Indiana University of Pennsylvania will present a program September 11 at 8:30 a.m. to reflect on and mark the 17th anniversary of the September 11, 2001, attacks on the United States.
The program will be held next to the university's September 11 memorial in the Oak Grove, between Sutton Hall and Stapleton Library.
The memorial includes a 13-foot remnant of the World Trade Center, on long-term loan to the university from the Kovalchick family, of Indiana.
The event will include a remembrance of the three IUP alumni lost in the World Trade Center attacks: William Moskal, a 1979 graduate; Donald Jones, a 1980 graduate; and William Sugra, a 1993 graduate.
Both Jones and Sugra worked for Cantor Fitzgerald in the north tower of the World Trade Center. Jones was a bond broker from Bucks County. Sugra lived in Manhattan and worked for e-Speed, Cantor Fitzgerald's electronic trading unit.
Sugra's family, of Allentown, has established a memorial scholarship in his honor for an IUP student from Allentown majoring in finance.
Moskal, a safety sciences graduate and Johnstown native, was a risk consultant for Marsh and McLennan in Cleveland, specializing in heavy construction. He was in New York on September 11, 2001, for a meeting at the World Trade Center.
The Rev. Stephen Bouman, executive director of the Congregational and Synodical Mission, Evangelical Lutheran Church in America, will serve as the keynote speaker for this year's event.
Theodore “Tedd” Cogar, associate director, IUP Student Conduct, LGBTQIA Support, will serve as master of ceremonies. Other speakers include Caleb King, an applied mathematics and economics major, a member of the Cook Honors College, and student member of the IUP Council of Trustees; and Michele Papakie, professor and chairperson of the IUP Journalism and Public Relations Department, LTC, 171st Air Refueling Wing of the Pennsylvania Air National Guard.
The program will include performances by the IUP Wind Ensemble with a moment of silence at 8:46 a.m., the time the first plane hit the World Trade Center.
In honor of first responders and other emergency personnel, there will be a fire truck in the Oak Grove during the ceremony.
During September, the IUP Libraries is offering a special exhibition about the attacks. The display, located in the first floor lobby, includes memorabilia from IUP alumni who participated in the cleanup of the World Trade Center site.
In the event of inclement weather, the ceremony will be held in Gorell Recital Hall.
Keynote speaker Rev. Bouman began his ministry in the church-wide organization when he was called to the position of executive director for the Evangelical Lutheran Church in America Evangelical Outreach and Congregational Mission unit in February 2008. He previously served as bishop of the ELCA Metropolitan New York Synod from September 1996 through January 2008. The Metropolitan New York Synod embraces the five boroughs of New York City, Long Island, and several counties north and west.
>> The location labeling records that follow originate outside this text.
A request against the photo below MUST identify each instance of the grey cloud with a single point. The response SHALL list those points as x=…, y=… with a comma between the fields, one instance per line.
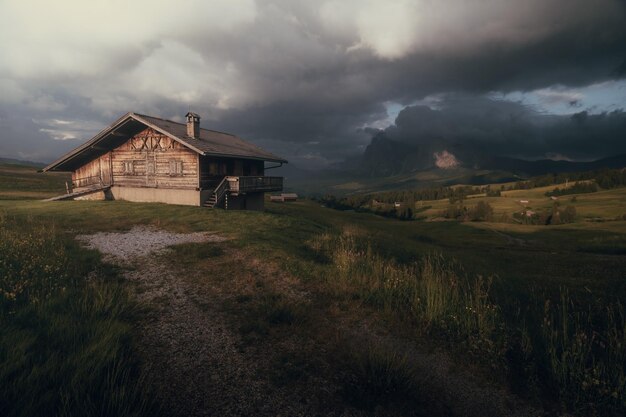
x=478, y=127
x=289, y=76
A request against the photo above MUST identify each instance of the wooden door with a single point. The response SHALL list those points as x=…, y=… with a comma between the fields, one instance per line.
x=150, y=169
x=105, y=169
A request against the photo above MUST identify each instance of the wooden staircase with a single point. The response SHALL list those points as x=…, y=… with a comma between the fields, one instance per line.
x=218, y=196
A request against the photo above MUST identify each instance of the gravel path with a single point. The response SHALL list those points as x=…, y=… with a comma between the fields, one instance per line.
x=194, y=357
x=141, y=241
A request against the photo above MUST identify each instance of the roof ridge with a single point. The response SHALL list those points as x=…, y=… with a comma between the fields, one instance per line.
x=183, y=124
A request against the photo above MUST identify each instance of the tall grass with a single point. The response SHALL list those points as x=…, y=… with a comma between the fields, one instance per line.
x=65, y=345
x=433, y=293
x=579, y=355
x=587, y=359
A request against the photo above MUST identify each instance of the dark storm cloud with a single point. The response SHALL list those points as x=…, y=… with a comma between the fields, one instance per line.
x=481, y=126
x=303, y=78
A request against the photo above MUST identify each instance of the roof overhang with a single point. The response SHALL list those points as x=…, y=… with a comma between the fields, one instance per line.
x=108, y=139
x=118, y=133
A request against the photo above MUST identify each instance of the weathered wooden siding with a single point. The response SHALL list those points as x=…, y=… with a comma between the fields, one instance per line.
x=155, y=159
x=96, y=172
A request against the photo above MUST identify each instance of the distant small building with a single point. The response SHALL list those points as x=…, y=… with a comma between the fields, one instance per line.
x=281, y=198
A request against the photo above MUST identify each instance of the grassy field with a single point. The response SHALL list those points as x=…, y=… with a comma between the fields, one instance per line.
x=24, y=182
x=541, y=304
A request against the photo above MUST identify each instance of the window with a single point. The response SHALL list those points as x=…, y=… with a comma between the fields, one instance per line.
x=129, y=167
x=176, y=167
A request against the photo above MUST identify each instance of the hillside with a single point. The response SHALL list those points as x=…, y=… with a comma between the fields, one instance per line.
x=22, y=181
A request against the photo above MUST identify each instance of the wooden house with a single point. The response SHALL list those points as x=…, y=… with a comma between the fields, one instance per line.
x=148, y=159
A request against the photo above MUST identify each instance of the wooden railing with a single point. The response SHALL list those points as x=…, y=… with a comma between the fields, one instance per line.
x=220, y=191
x=250, y=184
x=95, y=180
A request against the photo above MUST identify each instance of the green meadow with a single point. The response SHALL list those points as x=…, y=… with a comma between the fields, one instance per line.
x=538, y=308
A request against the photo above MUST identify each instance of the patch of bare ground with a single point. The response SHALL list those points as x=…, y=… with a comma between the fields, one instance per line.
x=228, y=334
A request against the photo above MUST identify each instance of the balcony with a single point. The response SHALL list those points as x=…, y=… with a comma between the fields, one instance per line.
x=253, y=184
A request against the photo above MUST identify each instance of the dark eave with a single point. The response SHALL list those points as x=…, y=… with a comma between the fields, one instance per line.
x=211, y=143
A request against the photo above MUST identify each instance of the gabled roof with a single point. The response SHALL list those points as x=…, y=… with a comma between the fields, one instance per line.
x=210, y=142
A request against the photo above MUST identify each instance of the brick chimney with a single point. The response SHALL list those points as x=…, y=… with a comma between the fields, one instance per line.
x=193, y=125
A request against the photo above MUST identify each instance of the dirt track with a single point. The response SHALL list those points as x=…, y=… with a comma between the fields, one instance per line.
x=201, y=364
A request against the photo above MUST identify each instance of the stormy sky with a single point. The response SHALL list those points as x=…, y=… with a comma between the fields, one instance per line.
x=312, y=81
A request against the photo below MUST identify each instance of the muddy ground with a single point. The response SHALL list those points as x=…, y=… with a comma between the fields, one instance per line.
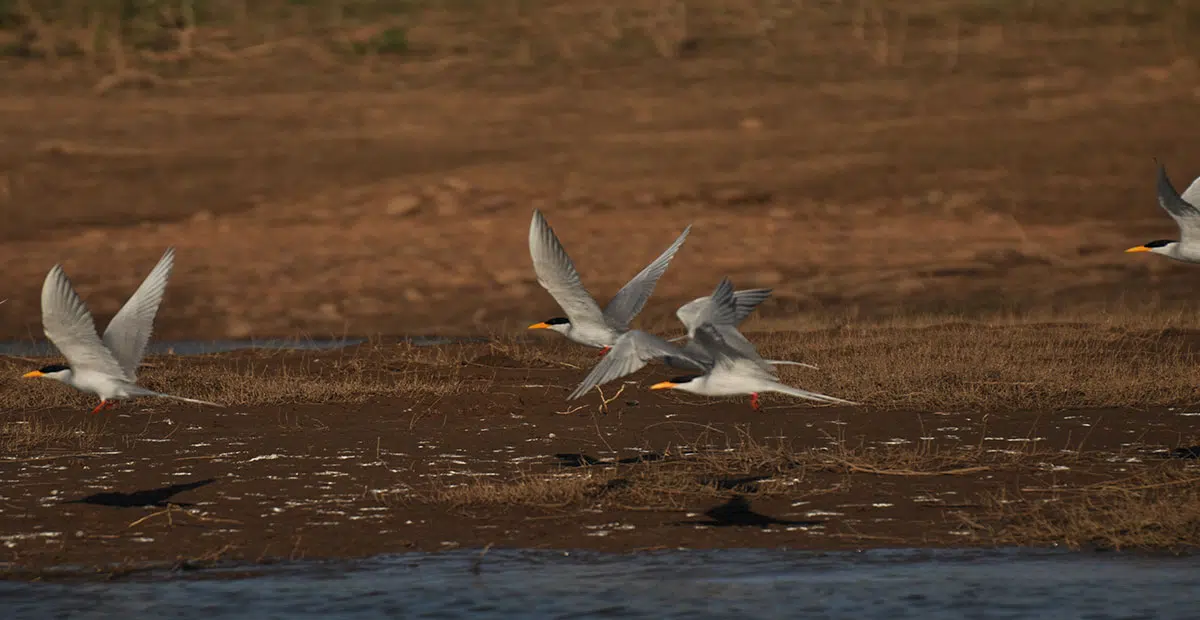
x=507, y=462
x=322, y=178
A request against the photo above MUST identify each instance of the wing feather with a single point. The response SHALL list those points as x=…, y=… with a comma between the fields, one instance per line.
x=631, y=351
x=633, y=296
x=69, y=325
x=557, y=275
x=129, y=333
x=1185, y=212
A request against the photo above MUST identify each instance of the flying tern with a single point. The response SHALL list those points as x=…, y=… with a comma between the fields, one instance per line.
x=585, y=321
x=730, y=367
x=103, y=366
x=699, y=311
x=1186, y=212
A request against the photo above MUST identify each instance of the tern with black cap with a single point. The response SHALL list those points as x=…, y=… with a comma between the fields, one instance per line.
x=585, y=321
x=731, y=365
x=106, y=365
x=1186, y=212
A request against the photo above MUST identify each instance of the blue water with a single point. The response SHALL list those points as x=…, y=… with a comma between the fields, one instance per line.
x=876, y=584
x=45, y=349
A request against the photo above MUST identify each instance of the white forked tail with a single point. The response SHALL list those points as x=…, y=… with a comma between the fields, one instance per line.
x=811, y=396
x=789, y=362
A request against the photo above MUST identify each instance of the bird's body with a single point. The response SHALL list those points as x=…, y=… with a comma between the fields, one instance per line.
x=106, y=365
x=1185, y=209
x=730, y=363
x=585, y=321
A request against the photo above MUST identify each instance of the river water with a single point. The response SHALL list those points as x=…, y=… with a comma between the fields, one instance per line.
x=688, y=584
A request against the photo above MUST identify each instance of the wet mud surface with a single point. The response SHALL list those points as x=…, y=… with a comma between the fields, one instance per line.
x=171, y=483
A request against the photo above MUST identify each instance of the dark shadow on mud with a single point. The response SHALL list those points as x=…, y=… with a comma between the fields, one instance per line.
x=157, y=497
x=573, y=459
x=1183, y=452
x=737, y=512
x=741, y=485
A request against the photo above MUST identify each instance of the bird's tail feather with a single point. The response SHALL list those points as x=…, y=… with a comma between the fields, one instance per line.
x=811, y=396
x=183, y=398
x=789, y=362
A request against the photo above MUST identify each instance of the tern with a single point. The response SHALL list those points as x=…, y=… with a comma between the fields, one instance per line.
x=585, y=321
x=700, y=310
x=103, y=366
x=1183, y=210
x=731, y=365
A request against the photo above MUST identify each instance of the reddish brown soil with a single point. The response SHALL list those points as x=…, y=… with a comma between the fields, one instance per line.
x=324, y=481
x=394, y=197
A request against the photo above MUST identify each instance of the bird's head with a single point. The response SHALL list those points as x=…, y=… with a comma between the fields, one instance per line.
x=675, y=384
x=55, y=371
x=559, y=324
x=1161, y=246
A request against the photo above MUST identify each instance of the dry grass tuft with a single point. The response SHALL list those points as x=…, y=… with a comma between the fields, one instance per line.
x=1151, y=510
x=995, y=365
x=33, y=435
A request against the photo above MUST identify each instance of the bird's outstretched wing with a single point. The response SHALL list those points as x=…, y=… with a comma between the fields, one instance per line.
x=633, y=296
x=69, y=325
x=129, y=333
x=699, y=310
x=556, y=274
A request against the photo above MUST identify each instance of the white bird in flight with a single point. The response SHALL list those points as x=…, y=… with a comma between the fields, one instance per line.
x=103, y=366
x=731, y=365
x=585, y=321
x=1186, y=212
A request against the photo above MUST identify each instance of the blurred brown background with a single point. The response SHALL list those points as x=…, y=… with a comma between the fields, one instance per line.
x=331, y=167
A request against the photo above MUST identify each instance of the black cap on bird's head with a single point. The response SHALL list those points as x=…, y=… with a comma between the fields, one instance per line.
x=47, y=369
x=675, y=381
x=550, y=324
x=1151, y=246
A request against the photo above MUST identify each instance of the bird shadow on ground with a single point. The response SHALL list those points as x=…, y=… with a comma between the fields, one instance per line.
x=156, y=497
x=573, y=459
x=737, y=512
It includes 236 member congregations, and worships in more than 20 languages.
Rev. Bouman is from Melrose Park, Illinois, and graduated from Concordia Theological Seminary/Seminex in 1973. He received his Master of Sacred Theology from New York Theological Seminary in 1978 and his Doctor of Ministry degree in 1980, an honorary Doctor of Divinity degree from General Theological Seminary of the Episcopal Church in 2001, and an honorary Doctor of Humane Letters degree from Wagner College in 2008.
He began his pastoral ministry in 1973 at St. Jacobus Lutheran Church, Woodside, Queens. He then pastored Atonement Lutheran Church, Jackson Heights, from 1974 until 1981; and Trinity Lutheran Church, Bogota, New Jersey from 1982 through 1992. He is founder of the Diakonia ministry education program, which trains lay people for ministry in local congregations. His parish ministry also included building strong multicultural outreach, the launching of two parochial schools, leadership in several church based community organizations, and a variety of ministries of assistance and advocacy among the poor.
Rev. Bouman served as assistant to the bishop from 1992 until his election as bishop in 1996. He also served as chair of the ELCA Board of Higher Education and Schools, and as a trustee for Lutheran Immigration and Refugee Services and Wagner College in New York City. He currently serves on the board of Interfaith Refugee and Immigration Ministries in Chicago.